Monday, November 8, 2010

An Inconvenient Business Decision

If the National Football League decided to go in a different business direction and stopped showcasing football, one would consider it, to quote our current Vice President, "a big fucking deal."

Perhaps there is no possible way for the NFL to do business without football. Yet that are equally popular corporations based on a specific, tangible thing that could survive without showcasing that "thing."

Imagine a world where Dunkin Donuts stopped selling donuts, or Burger King stopped selling burgers.

Imagine, also, if a major political pop culture figure was a major investor in and inspirational role model for Dunkin Donuts or Burger King.

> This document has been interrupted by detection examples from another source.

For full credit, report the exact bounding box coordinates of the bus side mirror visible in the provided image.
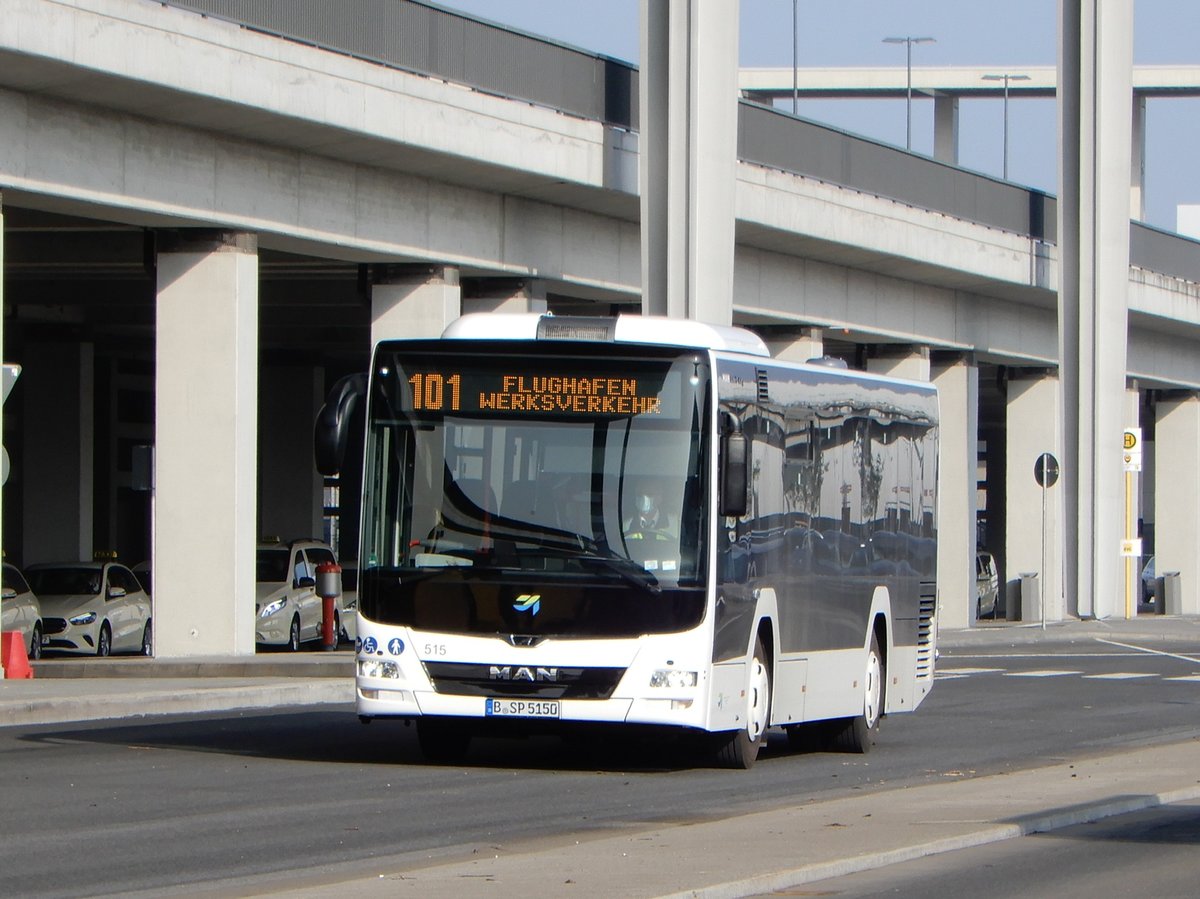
[720,415,750,519]
[312,373,367,475]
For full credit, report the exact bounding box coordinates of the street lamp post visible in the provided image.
[883,35,935,150]
[792,0,800,115]
[983,72,1030,181]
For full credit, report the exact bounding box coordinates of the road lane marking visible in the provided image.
[1084,671,1158,681]
[1096,637,1200,665]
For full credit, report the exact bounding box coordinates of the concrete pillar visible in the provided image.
[934,94,959,166]
[154,230,258,658]
[462,278,547,314]
[20,343,93,564]
[1008,373,1074,622]
[930,356,979,628]
[258,365,325,540]
[1117,380,1146,617]
[1129,94,1146,222]
[866,347,930,380]
[371,265,462,347]
[1154,394,1200,615]
[763,328,824,362]
[0,193,7,681]
[638,0,738,324]
[1058,0,1133,618]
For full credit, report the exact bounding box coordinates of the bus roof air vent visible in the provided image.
[806,355,850,368]
[538,316,617,343]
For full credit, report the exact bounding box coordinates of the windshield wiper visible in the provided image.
[568,553,662,594]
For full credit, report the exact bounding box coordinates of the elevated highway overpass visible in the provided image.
[0,0,1200,655]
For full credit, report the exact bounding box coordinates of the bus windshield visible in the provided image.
[359,343,708,636]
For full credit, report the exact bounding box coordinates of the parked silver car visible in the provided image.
[0,562,42,659]
[25,562,154,655]
[976,551,1000,618]
[254,540,353,652]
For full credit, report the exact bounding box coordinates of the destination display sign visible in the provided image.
[400,366,680,416]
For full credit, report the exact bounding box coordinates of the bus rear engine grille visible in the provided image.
[917,582,937,681]
[425,661,625,700]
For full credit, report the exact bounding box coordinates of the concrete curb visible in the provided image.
[656,786,1200,899]
[0,677,354,726]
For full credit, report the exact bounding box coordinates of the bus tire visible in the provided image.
[416,718,470,762]
[716,637,770,771]
[829,634,887,753]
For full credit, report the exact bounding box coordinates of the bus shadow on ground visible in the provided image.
[22,712,848,772]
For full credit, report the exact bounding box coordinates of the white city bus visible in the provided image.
[317,313,937,767]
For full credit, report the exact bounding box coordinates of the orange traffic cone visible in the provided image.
[0,630,34,678]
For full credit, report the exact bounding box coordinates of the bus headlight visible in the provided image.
[650,669,698,690]
[359,659,400,681]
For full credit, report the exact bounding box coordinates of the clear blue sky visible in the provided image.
[440,0,1200,230]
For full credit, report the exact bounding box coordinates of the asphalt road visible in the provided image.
[0,641,1200,897]
[772,803,1200,899]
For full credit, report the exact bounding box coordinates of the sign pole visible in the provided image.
[1121,427,1141,621]
[1022,453,1058,630]
[1039,478,1050,630]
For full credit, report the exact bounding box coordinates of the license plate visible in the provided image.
[484,700,560,718]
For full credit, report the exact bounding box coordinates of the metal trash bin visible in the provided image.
[1154,571,1183,615]
[1020,571,1042,622]
[1004,579,1021,622]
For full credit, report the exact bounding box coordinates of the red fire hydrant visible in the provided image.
[317,562,342,649]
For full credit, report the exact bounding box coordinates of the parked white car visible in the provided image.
[0,562,42,659]
[25,562,154,655]
[254,540,353,652]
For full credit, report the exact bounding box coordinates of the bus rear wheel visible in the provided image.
[716,637,770,769]
[829,634,887,753]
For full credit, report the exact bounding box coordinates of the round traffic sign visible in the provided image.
[1033,453,1058,487]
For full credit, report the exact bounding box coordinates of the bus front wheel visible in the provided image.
[830,634,887,753]
[716,637,770,769]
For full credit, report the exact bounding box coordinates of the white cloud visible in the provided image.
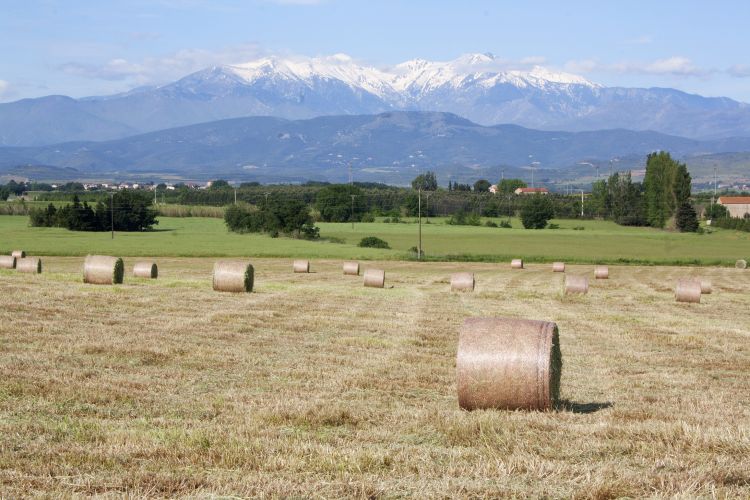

The news coverage of a Dunkin Donuts pulling dounts from their menu would be immense.

Very few media outlets, however, covered the recent fate of the Chicago Carbon Exchange, one of the cornerstones of Al Gore's effort to combat climate change. The key principle of CCX was its voluntary greenhouse cap-and-trade program.

"Was" is the key word - CCX announced on October 21 that it was discontinuing the program. Instead, CCX will launch a new registry program for carbon offsets. But that represents a monumental failure for climate change enthusiasts in general and Al Gore in particular.

It also represents a major victory for the American ideals of free markets and individual liberty. One of the key figures at American Electric Power, a utility company that participated in the Exchange, sums up CCX's failure:

"Fundamentally with any program that relies on voluntary compliance for something not yet mandated into law, it makes it more difficult ultimately to have as vibrant a market as you'd want," said Bruce Braine, vice president of strategic policy at AEP. "That was the ultimate weakness. For a period of time, up until the last year, a lot of it was thriving on anticipation there would be legislation."

Any business that bases its success on voluntary compliance imposed on a complacent populace should not succeed in America. Its failure both should not be worthy of major news coverage.

But considering that a former Vice President and Oscar award winner was thoroughly repudiated with this move, it should rate some coverage.